If we reflect on the symbolism, Adam not only finds “bone of my bone, flesh of my flesh”; he is also missing a rib. Eve has it. To be complete he needs to reconnect with that rib. “That is why a man leaves his father and mother and clings to his wife, and the two of them become one body.” This is the purpose of marriage: the giving of oneself over to this new creation.

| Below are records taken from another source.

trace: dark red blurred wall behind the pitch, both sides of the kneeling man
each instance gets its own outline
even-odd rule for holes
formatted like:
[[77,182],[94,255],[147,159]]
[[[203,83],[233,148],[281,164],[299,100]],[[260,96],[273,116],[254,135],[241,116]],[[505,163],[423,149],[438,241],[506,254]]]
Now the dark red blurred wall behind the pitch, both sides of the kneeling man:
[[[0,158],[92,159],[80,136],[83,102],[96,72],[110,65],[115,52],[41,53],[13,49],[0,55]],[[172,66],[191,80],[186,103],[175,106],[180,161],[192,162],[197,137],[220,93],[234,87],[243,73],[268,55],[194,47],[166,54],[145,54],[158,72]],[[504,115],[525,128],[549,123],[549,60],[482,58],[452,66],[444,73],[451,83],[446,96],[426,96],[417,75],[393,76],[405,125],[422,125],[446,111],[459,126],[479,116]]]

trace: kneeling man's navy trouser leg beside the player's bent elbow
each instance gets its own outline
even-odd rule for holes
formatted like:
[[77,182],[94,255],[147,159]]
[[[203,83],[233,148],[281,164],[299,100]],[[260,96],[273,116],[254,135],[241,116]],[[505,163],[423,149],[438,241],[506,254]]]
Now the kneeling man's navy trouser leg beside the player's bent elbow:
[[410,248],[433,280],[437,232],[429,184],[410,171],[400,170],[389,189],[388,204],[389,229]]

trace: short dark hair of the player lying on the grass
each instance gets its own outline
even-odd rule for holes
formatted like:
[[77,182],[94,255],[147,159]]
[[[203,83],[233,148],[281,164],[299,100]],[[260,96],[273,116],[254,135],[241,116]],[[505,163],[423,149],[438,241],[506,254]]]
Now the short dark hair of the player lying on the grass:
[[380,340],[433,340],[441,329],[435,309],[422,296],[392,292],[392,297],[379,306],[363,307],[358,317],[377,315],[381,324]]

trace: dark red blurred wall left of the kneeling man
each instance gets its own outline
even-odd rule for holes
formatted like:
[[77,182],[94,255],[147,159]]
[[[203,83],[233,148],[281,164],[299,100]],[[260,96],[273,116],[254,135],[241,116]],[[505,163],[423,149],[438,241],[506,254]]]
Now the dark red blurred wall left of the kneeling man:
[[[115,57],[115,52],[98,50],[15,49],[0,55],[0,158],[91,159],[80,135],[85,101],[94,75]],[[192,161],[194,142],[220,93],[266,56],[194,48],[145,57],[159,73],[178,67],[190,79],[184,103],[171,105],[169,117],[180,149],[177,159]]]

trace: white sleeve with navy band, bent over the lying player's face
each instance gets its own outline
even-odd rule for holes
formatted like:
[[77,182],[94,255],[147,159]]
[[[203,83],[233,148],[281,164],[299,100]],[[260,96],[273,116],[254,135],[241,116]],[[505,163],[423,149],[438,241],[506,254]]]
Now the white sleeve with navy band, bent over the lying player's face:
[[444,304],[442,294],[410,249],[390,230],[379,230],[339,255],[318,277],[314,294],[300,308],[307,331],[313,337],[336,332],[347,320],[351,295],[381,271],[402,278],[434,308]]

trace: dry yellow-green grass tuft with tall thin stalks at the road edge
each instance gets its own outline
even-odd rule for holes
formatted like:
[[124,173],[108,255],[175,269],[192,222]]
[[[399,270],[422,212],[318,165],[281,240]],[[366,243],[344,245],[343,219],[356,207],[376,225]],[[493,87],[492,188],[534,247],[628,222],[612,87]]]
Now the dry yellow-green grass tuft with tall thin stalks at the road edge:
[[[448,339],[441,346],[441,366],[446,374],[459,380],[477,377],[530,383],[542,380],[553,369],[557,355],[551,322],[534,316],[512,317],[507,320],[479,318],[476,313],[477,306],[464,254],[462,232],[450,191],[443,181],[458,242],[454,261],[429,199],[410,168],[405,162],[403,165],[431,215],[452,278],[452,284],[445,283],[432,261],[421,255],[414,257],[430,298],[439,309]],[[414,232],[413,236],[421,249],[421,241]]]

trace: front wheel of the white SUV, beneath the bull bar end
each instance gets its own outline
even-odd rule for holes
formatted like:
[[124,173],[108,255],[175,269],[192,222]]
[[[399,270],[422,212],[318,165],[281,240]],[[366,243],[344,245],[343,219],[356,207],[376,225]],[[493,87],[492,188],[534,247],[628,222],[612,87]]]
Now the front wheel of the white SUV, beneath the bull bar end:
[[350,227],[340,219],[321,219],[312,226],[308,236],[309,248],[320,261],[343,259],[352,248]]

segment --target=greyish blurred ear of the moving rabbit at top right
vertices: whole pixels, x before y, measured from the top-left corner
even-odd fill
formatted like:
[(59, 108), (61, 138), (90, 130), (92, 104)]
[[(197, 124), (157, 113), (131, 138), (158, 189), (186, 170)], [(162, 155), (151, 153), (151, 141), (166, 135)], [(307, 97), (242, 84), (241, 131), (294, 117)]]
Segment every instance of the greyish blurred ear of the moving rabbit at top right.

So divorce is clearly contrary to what we were made for in terms of marriage. This is the teaching of the Lord. No one knows this truth more deeply than earnest believers who committed their lives to a union that is now fractured by divorce. Their pain, loneliness, sense of failure and often even shame speak loudly and clearly that this brokenness is not the flourishing God intended. Does that make them violators of the divine law? Adulterers in a remarriage? Not necessarily. Like Matthew, Paul and the modern church, one is wise to take both Jesus’ words and the dynamic tradition to heart, and use both to wrestle with this complex moral problem. One thing should be obvious: when we do such wrestling, we should always be sensitive to everyone’s pain and the priority of conscience. The second reading, from the Letter to the Hebrews, describes Jesus’ solidarity with us as a consequence of his own suffering. Our solidarity involves entering into each other’s brokenness as well.

Pope Benedict XVI spoke early in his pontificate to pastors about Catholics who divorced and remarried without an annulment. “None of us has a ready-made solution,” he said; “each person’s suffering is different.” He even saw their presence at the Eucharist as “involvement in the mystery of the Cross and resurrection of Christ. Given that it is the sacrament of the passion of Christ, the suffering Christ embraces these persons in a special way.... They can feel embraced by the crucified Lord who falls to the earth and dies and suffers for them and with them”—and with us all.